Yet his encyclical contains no talk of seeking a third way between markets and socialism. Words like greed and capitalism make no appearance here, despite press headlines following the publication of the encyclical earlier this week. People seeking a blueprint for the political restructuring of the world economy won't find it here. But if they look to this document as a means for the moral reconstruction of the world's cultures and societies, which in turn influence economic events, they will find much to reflect upon.
Also, we're supposed to pretend that the government policies that precipitated the financial crisis were formulated in a moral vacuum and that businessmen somehow function in a moral vacuum -- unless of course, they're being immoral according to the distorting light of altruism.
Ayn Rand's response (search term: "Dark Ages") to Populorum Progressio is just as apt for this, because the very same issues -- within the encyclical and within America's craven conservative movement -- apply today.
The encyclical is the voice of the Dark Ages, rising again in today's intellectual vacuum, like a cold wind whistling through the empty streets of an abandoned civilization.And there's more where that came from.
Unable to resolve a lethal contradiction, the conflict between individualism and altruism, the West is giving up.
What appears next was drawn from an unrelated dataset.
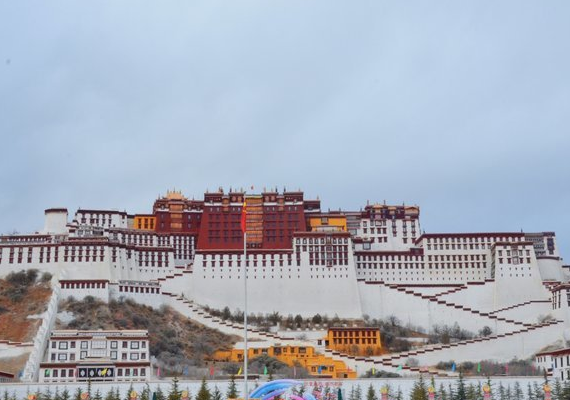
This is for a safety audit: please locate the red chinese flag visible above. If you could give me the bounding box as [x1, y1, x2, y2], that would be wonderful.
[240, 201, 247, 233]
When men give up reason and freedom, the vacuum is filled by faith and force.
No social system can stand for long without a moral base. Project a magnificent skyscraper being built on quicksands: while men are struggling upward to add the hundredth and two-hundredth stories, the tenth and twentieth are vanishing, sucked under by the muck. That is the history of capitalism, of its swaying, tottering attempt to stand erect on the foundation of the altruist morality.
It's either-or. If capitalism's befuddled, guilt-ridden apologists do not know it, two fully consistent representatives of altruism do know it: Catholicism and communism.
When Michael Moore's next "documentary" -- allegedly about capitalism -- comes out, don't forget that he's Catholic, too.
But be sure to remember as well that the title of Ayn Rand's eloquent defense of capitalism is Capitalism: The Unknown Ideal.